Monday 13 October 2008

Cotswold Harvest

Whoever it was that booked the weather this weekend did a splendid job. A long weekend spent harvesting apples in driving wind and rain could have made for a thoroughly miserable experience, but the sun shined and it proved to be a memorable weekend in a beautiful Cotswold orchard.

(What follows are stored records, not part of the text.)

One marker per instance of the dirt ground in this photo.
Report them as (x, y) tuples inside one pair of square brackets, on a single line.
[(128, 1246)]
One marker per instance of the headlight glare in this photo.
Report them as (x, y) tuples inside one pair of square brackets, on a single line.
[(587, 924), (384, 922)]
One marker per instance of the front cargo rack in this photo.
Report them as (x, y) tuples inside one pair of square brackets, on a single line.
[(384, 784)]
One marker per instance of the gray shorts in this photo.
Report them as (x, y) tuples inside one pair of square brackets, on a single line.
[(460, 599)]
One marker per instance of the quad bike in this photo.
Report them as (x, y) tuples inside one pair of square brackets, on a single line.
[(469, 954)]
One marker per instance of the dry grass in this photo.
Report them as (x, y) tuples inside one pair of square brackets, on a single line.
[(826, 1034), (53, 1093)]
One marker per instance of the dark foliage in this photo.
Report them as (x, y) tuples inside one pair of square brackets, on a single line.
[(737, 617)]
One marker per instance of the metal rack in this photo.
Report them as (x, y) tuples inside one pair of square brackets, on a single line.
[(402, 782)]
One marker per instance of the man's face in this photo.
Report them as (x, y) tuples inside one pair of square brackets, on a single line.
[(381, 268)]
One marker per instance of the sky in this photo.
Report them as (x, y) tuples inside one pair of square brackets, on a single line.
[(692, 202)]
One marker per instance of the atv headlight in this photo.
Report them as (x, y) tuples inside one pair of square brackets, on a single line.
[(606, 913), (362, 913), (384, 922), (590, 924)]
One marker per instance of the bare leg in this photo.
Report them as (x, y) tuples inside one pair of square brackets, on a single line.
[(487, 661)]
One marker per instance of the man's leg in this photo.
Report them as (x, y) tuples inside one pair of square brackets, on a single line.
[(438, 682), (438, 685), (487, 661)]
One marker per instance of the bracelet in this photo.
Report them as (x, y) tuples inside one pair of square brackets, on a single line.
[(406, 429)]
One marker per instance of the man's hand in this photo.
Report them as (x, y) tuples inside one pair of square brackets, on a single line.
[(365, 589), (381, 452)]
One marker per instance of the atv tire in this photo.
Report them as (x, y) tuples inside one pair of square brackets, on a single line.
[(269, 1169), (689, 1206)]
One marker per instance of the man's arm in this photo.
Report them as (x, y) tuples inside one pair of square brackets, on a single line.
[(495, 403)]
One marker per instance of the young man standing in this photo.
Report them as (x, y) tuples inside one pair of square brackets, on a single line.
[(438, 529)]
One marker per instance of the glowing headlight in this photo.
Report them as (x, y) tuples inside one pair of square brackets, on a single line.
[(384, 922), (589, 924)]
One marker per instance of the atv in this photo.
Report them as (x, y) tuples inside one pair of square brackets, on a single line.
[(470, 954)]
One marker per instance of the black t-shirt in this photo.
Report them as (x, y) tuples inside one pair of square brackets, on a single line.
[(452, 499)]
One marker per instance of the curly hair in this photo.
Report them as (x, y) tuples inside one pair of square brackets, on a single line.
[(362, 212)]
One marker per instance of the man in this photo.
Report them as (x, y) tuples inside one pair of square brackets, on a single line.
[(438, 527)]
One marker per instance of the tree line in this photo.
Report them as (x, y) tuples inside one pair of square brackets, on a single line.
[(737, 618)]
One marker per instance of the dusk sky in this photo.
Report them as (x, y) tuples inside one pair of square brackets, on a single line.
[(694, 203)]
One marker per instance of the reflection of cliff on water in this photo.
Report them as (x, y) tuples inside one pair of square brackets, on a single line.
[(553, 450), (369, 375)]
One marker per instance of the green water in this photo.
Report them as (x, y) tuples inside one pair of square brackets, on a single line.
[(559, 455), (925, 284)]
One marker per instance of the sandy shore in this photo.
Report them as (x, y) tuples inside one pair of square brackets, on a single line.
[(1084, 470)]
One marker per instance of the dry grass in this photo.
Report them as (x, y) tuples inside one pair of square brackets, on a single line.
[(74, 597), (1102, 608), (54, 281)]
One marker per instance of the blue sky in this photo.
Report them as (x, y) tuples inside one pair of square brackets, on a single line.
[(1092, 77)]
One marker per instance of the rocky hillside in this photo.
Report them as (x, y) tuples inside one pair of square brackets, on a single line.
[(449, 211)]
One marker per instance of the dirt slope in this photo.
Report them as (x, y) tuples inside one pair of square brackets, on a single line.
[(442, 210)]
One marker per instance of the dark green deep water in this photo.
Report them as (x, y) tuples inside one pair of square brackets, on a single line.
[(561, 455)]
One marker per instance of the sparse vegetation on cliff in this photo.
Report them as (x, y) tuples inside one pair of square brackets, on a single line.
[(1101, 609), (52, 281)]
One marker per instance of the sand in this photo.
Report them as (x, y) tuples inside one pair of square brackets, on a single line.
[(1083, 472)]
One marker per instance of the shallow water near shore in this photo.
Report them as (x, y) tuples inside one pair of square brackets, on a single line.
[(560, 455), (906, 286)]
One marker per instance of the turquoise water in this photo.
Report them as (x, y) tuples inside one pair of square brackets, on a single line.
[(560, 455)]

Harvesting a ton or so of apples by hand is a very labour-intensive and back-breaking way to fill the cider press, but there are a few advantages which make it worth the additional effort. Despite the hard graft, it can be a very pleasant way to spend a day, particularly if willing helpers are on hand to lighten the load. Karen put in a very long day on Saturday, and brother Paul and sister-in-law Susan will no-doubt be feeling the pain from the Sunday harvesting session. It was a great effort and I'm very grateful for the help. I think everyone enjoyed the experience, and are presumably counting the days until next year's picking weekend...

Perhaps the biggest advantage of hand picking our apples is the chance to avoid any rotten, damaged, or unripe fruit. We can also avoid the excessive mud, leaves and twigs associated with mechanical harvesting, and this should make the cleaning process far easier.

Ripe cider apples are quite robust, and the traditional method of harvesting involves shaking the fruit down from the tree and collecting from the orchard floor, a hard but very effective method of clearing an orchard. So armed with long 'panking' poles, buckets, bags and a large tarpaulin, we moved swiftly through the orchards selecting only the best bittersweet cider apples to shake down, and a few precious perry pears. The steady stream of walkers on the adjacent Cotswold Way footpath seemed to appreciate our efforts, a rare glimpse of a genuine rural tradition, albeit with a modern fibreglass pole and a Lidl apple picker!

The poles need a little more thought as neither of them lasted the weekend intact. They really are essential tools in an old traditional orchard like this where most of the trees are on tall 'standard' rootstock. The perry pear trees are even taller, and much of the fruit is beyond the reach of even our longest pole.

We were selecting our apples by taste as most of the varieties were a mystery to us. Bittersweet cider apples have a distinctive bitter, tanninic quality, as well as a healthy dose of sweetness. We believe we may have Dabinett, Tremlett's Bitter, Yarlington Mill, and possibly even a few small Kingston Blacks amongst several other varieties. The perry pears could be either Blakeney Red or Moorcroft, and we're hopeful there are enough of them for a single pressing. This would give us enough juice to fill a 70 litre fermenter and with luck produce a very limited quantity of Rockingham Forest Perry.